Juan de Marigny, extendiendo el brazo, alzó su cayado episcopal para dar a entender que iba a hablar. Pero nadie quería escucharlo. Lo abrumaban a insultos.
¡Torturador! ¡Falso obispo! ¡Dios te castigará!
—¡Hablad, monseñor, hablad! —lo apremiaba el preboste.
Temía por su puesto y su pellejo; recordaba los motines de 1306, durante los cuales fueron saqueadas las casas de los burgueses.
—¡Declaramos relapsos[11] a los dos condenados! —exclamó el arzobispo, forzando inútilmente la voz—. Han reincidido en sus herejías; han rechazado la justicia de la iglesia; la Iglesia los rechaza y los remite a la justicia del rey.

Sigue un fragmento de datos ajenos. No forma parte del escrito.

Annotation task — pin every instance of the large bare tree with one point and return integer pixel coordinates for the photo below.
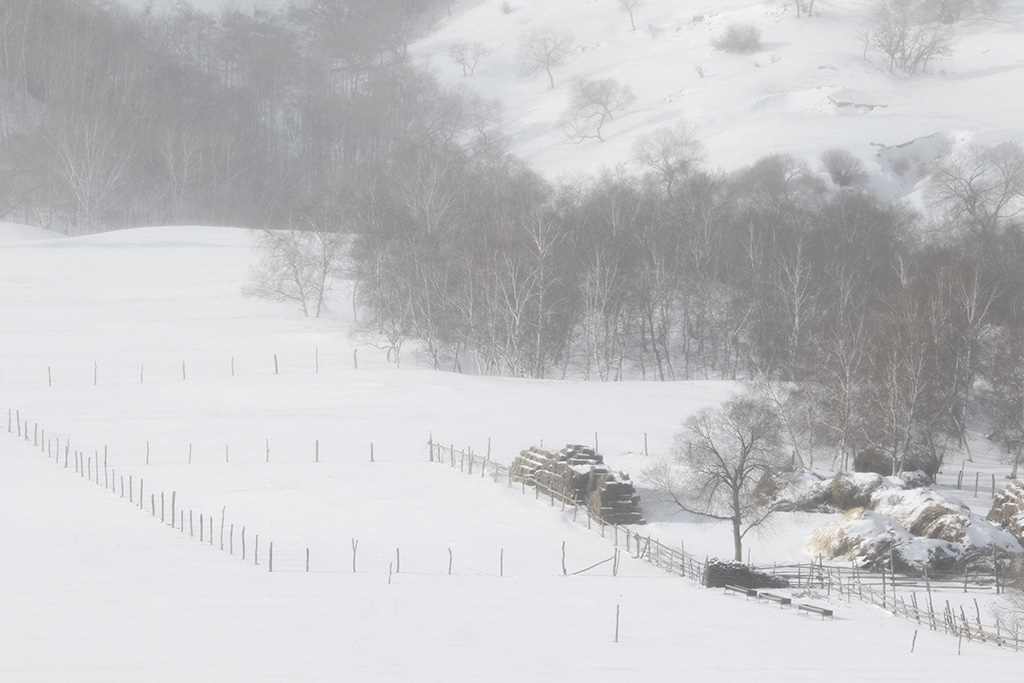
(721, 457)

Sus palabras se perdieron en medio de la batahola. Luego, como una bandada de enloquecidas gallinas, el Tribunal penetró en Notre Dame, cuyo portal fue cerrado al instante.
A una señal del preboste a Alán de Pareilles, un grupo de arqueros se precipitó a los peldaños, otros trajeron la carreta, y a golpes de mangos de pica, los condenados fueron obligados a subir a ella. Se dejaban llevar con gran docilidad. El gran maestre y el preceptor de Normandía se sentían a la vez exhaustos y en calma. Por fin estaban en paz consigo mismos. Los otros dos nada comprendían.
Los arqueros abrieron paso a la carreta, en tanto que el preboste Ployebouche daba instrucciones a sus guardias para que despejaran la plaza cuanto antes. Dio media vuelta, completamente desbordado.
—¡Conducid los prisioneros al Temple! —gritó Alán de Pareilles—. Yo corro a avisar al rey.